Recognizing a target object across non-overlapping distributed cameras is known in the computer vision community as the problem of person re-identification. In this paper, a multi-patch matching method for person re-identification is presented. Starting from the assumption that: the appearance (clothes) of a person does not change during the time of passing in different cameras field of view , which means the regions with the same color in target image will be identical while crossing cameras First, we extract distinctive features in the training procedure, where each image target is devised into small patches, the SIFT features and LAB color histograms are computed for each patch. Then we use the KNN approach to detect group of patches with high similarity in the target image and then we use a bi-directional weighted group matching mechanism for the re-identification.

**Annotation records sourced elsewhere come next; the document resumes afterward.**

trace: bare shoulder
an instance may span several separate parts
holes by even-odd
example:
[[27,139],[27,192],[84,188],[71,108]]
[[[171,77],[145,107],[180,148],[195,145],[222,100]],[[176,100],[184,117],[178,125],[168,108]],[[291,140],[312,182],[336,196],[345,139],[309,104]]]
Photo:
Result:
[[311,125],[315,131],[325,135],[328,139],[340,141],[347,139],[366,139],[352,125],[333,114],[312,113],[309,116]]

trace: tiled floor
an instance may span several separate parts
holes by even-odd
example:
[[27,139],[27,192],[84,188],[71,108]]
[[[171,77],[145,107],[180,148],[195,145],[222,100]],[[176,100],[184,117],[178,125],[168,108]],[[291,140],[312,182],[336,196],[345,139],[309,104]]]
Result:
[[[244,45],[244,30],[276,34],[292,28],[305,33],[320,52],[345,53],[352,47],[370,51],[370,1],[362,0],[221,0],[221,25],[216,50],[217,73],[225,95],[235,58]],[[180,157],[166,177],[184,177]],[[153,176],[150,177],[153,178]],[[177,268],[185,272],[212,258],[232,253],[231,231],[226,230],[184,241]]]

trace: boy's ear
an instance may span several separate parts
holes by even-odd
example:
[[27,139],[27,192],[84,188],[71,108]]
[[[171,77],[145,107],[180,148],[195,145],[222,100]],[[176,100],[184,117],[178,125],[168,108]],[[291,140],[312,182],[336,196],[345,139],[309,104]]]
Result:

Experiments on a challenging VIPeR dataset show that the performances of the proposed method outperform several baselines and state of the art approaches.
机译:跨非重叠分布式相机识别目标对象在计算机视觉社区中被称为人员重新识别问题。本文提出了一种多补丁匹配的人识别方法。从以下假设开始:一个人的外观(衣服)在通过不同的相机视野时不会改变,这意味着在交叉相机时目标图像中具有相同颜色的区域将相同。训练过程中的显着特征,其中将每个图像目标设计成小块,为每个块计算SIFT特征和LAB颜色直方图。然后,我们使用KNN方法在目标图像中检测具有高度相似性的补丁组,然后使用双向加权组匹配机制进行重新识别。在具有挑战性的VIPeR数据集上进行的实验表明,该方法的性能优于几个基准和最新技术水平。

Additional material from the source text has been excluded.